晶瑩的紅酒在高腳杯里瑩瑩發光,看著孟千帆那剛毅的側臉,她從內心感謝上蒼至少待她不薄,能讓她遇上這麼一個人,雖然沒有一點血緣關系,卻比有血緣關系的人待她還要好。

對于別人來說,十八歲的生日或多或少有一點重要,然而對于這個母親不疼的她,十八歲卻是個和平常沒有倆樣的日子。

記得四年前的孟塵和倆年前的孟煙十八歲生日是多麼的轟動,名人淑媛,孟家一整天是門庭若市。

而今日,孟家大宅一個房間的陽台上卻躺著一個人,十八歲的她真的如街上那些女人說的般,長得比她媽還要精致,桃花眼勾魂奪魄,漣漣欲滴,唇不染自絳,巴掌大的小臉膚如凝脂。

她扯起嘴角,笑容帶著苦澀,從小到現在,她哪次過過生日呢?

林菁荷如今正忙著她的成衣鋪,早上她上學時她未起床,晚上她睡覺時她才和丈夫回家,算算看,一個月下來看到的次數居然十個手指都不到。

孟千尋雖然物質上從不虧待她,但畢竟不是親生的,多多少少沒有對親生兒女般那麼慈愛,關注,他也很少問母親詢問關于她的事情,或許他可能連她今年幾歲都不知道吧。

林淺拍了拍自己的臉讓自己清醒,其實現在已經很不錯了,下雨天有司機接送,不用擔心回家路上鞋子又被淋濕,回家準時開飯,不用擔心餓肚子,有佣人做家務,不會在冬天把手凍得通紅,這一些,以前哪有權利可以享受。

夜色陰暗,星星點點,身後傳來一陣腳步聲,那股清清淡淡的味道,不似香水,是他身上貫有的味道,他在她身邊坐下,挺拔的身子讓本來寬敞的地方變得有點小。

「大冷天坐外邊就不怕生病?」

林淺揉了揉已經被凍得通紅的鼻子,「我哪有那麼嬌女敕。」

孟千帆扣了扣她光潔的額頭,「嘴硬……去換身衣服,我帶你出去。」

林淺蹙起眉頭,「你忘了我是快要畢業的高中生,每分每秒都很珍貴嗎?」。話雖這麼說,她還是從衣帽間里拿出衣服去浴室換上。

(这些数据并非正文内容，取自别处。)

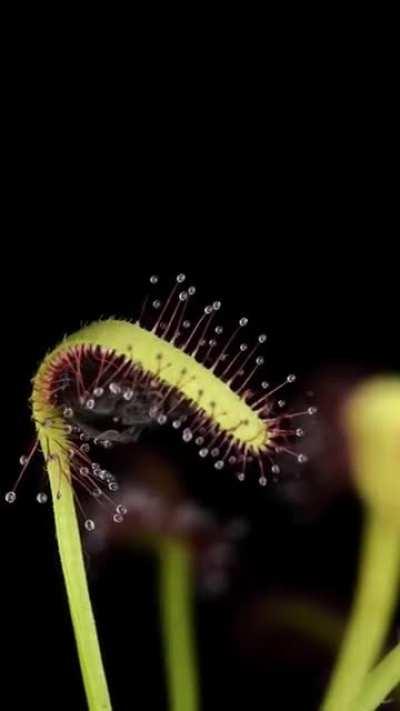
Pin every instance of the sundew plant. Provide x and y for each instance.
(177, 366)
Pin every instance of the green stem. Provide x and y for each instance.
(379, 682)
(177, 620)
(373, 607)
(70, 549)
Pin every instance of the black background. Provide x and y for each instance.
(278, 201)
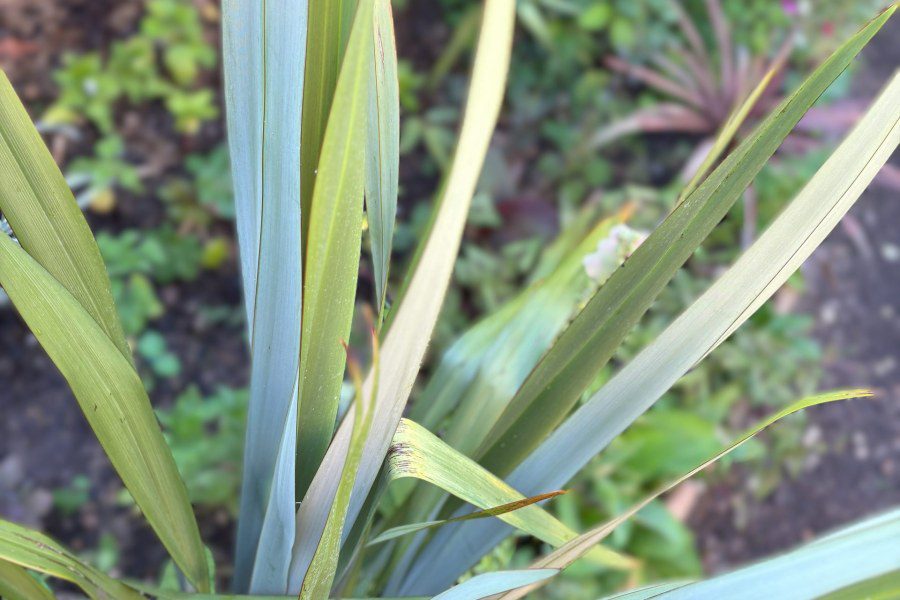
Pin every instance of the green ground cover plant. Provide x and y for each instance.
(522, 404)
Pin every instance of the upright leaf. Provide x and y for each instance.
(557, 382)
(42, 211)
(329, 29)
(319, 577)
(383, 147)
(264, 46)
(701, 328)
(406, 341)
(332, 251)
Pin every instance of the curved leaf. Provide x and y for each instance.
(712, 318)
(113, 399)
(406, 341)
(17, 584)
(22, 546)
(47, 221)
(332, 251)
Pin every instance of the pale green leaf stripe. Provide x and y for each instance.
(406, 342)
(488, 584)
(416, 452)
(860, 564)
(648, 592)
(383, 148)
(496, 511)
(483, 369)
(17, 584)
(578, 547)
(113, 399)
(43, 213)
(728, 303)
(277, 535)
(557, 382)
(329, 29)
(318, 579)
(495, 355)
(33, 550)
(332, 251)
(267, 42)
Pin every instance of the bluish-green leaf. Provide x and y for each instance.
(383, 148)
(264, 48)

緊貼腰身的裙子套上一個藍色的大衣,勻稱修長的腿上是一條黑色的修身褲,林淺平時都很注重自己的打扮,衣服不管是不是名牌,經她的搭配都能搭出亮點,或許是她天生對這些色彩和線條比他人敏感,多年後的國際著名設計師榜單上才能列出她的名字。

林淺的生日在冬天,南方這里的冬天很濕冷,夜晚的天空很暗,寒風呼呼,孟千帆如今事業有成,在外面有很多房產,所以現在他很少回老宅。

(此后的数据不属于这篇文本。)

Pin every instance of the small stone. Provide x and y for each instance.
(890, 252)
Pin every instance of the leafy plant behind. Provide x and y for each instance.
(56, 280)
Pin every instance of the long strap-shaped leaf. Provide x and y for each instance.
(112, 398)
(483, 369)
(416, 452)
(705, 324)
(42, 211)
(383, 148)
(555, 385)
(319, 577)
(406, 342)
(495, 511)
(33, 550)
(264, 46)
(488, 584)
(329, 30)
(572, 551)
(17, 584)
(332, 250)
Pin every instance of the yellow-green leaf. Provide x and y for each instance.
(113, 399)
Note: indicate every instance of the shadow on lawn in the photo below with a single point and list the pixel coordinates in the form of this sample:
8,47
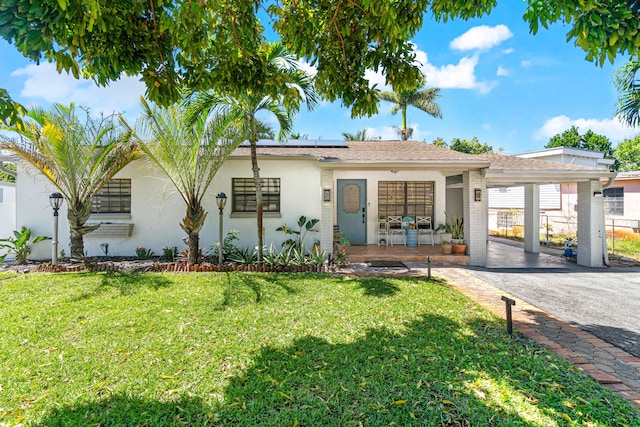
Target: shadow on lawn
122,410
432,372
436,373
126,283
378,287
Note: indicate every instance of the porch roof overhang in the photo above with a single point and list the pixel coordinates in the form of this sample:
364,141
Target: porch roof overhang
456,166
511,177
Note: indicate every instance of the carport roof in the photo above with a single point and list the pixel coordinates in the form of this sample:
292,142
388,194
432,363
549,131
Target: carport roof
498,169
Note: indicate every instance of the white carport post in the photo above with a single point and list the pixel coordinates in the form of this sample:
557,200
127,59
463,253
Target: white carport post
590,223
475,217
532,218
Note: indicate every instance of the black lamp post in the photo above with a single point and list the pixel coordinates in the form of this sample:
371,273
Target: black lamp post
221,200
55,200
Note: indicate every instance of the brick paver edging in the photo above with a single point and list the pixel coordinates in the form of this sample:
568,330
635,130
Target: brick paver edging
612,367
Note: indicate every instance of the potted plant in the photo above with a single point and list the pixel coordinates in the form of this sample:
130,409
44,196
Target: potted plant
457,234
444,232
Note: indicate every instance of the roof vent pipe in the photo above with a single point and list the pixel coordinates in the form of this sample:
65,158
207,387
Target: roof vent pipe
7,171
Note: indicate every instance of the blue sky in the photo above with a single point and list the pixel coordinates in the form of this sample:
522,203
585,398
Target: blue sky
499,83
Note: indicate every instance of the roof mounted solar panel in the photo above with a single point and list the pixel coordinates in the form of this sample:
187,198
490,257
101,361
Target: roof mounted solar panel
302,143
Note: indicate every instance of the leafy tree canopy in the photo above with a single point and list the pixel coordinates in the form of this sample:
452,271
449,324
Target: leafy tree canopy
628,154
587,141
202,45
472,146
4,176
627,83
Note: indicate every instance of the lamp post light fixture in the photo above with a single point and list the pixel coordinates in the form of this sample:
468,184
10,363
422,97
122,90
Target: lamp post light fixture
55,200
221,200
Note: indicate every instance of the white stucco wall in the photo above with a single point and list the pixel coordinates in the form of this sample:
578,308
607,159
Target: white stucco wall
7,210
156,209
374,176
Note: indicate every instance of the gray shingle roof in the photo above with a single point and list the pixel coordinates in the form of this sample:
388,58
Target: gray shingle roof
411,151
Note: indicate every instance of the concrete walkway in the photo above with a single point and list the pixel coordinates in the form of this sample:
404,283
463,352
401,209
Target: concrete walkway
609,365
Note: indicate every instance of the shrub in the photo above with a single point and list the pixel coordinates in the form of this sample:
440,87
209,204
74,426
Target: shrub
20,244
143,253
169,253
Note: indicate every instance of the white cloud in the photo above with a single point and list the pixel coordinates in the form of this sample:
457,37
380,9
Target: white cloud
611,128
457,76
449,76
503,72
481,37
44,83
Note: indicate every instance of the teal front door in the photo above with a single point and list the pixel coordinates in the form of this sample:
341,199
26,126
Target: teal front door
352,212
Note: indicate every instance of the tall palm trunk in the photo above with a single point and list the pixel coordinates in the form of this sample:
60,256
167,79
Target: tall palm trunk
403,133
194,248
259,203
78,216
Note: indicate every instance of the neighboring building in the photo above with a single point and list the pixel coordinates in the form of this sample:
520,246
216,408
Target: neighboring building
622,201
558,202
345,185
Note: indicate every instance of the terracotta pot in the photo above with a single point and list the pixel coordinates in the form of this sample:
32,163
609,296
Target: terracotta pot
459,248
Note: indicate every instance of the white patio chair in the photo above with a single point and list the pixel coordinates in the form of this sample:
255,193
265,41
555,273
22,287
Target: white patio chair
425,228
395,229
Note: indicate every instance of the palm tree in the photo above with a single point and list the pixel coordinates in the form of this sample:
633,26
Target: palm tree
423,99
294,87
78,158
627,84
189,153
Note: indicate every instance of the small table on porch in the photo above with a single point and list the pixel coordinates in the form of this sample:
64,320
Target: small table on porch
412,237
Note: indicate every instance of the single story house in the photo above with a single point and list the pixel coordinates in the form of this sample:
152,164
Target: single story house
347,185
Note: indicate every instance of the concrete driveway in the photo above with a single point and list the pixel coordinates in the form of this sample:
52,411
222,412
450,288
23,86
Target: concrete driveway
605,302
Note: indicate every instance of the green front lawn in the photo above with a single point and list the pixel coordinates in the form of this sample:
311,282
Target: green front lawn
117,349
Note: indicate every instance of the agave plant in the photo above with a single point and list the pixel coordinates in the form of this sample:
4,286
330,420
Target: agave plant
20,244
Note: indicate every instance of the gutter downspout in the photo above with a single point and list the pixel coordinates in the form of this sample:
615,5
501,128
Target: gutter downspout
605,252
7,171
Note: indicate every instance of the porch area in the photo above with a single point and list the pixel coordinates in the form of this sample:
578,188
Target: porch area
364,253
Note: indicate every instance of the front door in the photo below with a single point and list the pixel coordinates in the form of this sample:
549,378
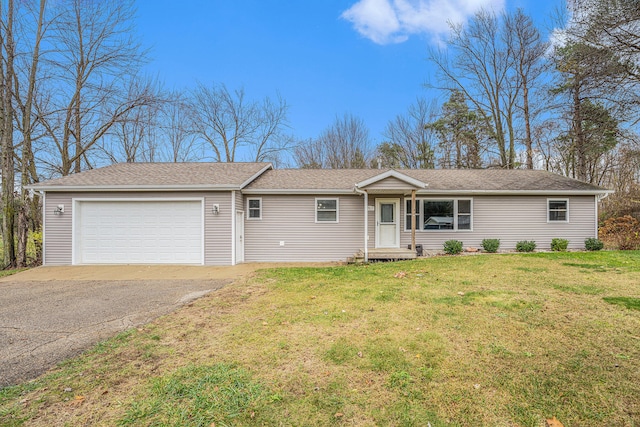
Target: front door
239,237
387,223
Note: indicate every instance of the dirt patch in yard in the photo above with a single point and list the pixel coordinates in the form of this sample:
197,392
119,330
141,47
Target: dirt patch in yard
146,272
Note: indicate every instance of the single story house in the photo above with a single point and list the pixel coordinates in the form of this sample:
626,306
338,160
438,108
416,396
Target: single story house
228,213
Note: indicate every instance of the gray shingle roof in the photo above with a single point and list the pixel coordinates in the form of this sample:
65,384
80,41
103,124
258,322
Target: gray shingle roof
160,175
497,180
312,179
132,176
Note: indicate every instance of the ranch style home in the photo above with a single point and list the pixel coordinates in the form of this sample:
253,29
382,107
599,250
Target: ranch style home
229,213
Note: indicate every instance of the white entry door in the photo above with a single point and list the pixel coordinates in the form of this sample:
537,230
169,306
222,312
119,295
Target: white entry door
239,237
387,223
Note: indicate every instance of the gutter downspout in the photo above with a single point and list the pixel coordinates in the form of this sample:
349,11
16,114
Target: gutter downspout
599,197
366,221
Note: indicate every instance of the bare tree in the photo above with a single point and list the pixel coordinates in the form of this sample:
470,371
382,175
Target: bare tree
230,123
411,143
28,208
343,145
96,57
464,136
134,135
482,68
529,51
176,131
7,74
612,25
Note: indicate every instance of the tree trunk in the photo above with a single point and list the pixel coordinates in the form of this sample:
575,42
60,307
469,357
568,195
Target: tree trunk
8,163
28,170
578,138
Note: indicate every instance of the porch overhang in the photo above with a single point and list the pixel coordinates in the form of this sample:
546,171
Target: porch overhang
390,182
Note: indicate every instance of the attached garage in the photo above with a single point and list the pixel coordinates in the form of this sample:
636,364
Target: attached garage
138,231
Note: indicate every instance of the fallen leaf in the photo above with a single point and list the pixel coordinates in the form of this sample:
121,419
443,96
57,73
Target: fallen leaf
77,401
553,422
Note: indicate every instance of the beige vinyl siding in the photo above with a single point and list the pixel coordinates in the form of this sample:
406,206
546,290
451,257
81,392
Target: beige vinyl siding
390,183
291,219
239,201
58,242
57,229
511,219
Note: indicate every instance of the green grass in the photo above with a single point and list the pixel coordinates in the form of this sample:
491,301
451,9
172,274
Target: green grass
457,341
630,303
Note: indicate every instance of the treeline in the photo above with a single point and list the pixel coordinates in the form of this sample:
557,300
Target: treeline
73,97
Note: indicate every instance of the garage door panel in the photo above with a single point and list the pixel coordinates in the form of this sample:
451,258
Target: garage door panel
129,232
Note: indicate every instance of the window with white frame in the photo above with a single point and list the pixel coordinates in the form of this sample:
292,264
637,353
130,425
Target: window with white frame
440,214
408,210
254,208
557,210
326,210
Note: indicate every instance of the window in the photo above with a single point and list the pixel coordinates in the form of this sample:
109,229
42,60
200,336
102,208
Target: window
254,207
326,210
440,214
464,214
558,210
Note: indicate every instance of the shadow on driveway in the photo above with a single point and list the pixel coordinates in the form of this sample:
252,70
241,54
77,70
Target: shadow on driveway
45,322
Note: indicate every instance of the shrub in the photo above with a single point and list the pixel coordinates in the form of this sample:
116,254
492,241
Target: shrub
453,247
491,245
525,246
593,244
621,233
559,245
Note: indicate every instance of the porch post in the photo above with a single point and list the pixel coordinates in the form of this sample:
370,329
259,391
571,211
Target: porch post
413,220
366,226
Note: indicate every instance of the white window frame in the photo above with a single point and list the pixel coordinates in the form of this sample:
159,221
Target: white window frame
420,218
337,200
557,221
249,208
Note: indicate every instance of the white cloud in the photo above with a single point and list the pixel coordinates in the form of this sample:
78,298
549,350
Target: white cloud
393,21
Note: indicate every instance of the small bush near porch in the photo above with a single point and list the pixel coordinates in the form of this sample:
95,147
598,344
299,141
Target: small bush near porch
451,341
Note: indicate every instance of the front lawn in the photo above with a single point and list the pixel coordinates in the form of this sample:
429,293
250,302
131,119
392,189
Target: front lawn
499,340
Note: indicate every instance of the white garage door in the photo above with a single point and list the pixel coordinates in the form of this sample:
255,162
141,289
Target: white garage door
138,232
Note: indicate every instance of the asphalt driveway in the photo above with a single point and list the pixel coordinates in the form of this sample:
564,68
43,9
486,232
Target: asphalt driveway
43,322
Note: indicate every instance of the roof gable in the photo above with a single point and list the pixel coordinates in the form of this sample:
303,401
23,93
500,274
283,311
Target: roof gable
389,179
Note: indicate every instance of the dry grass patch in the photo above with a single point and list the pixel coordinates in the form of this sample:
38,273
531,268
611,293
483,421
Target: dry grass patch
457,341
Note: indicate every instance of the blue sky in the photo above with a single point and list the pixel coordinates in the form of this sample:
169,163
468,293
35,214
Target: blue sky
324,57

這一處是郊區的一棟別墅,這片地方還未開發,所以顯得有些蕭條。

別墅外牆是磚紅色,從外看去可以看到一個露天的陽台,前院是還未開坑的土地,那干巴巴的泥土與這棟別墅有點格格不入。

今夜的星星特別亮,躺在那鋪著絨毯的搖椅上,林淺嘴邊掛著的是一抹淺淺的笑,卻也是最真心的笑。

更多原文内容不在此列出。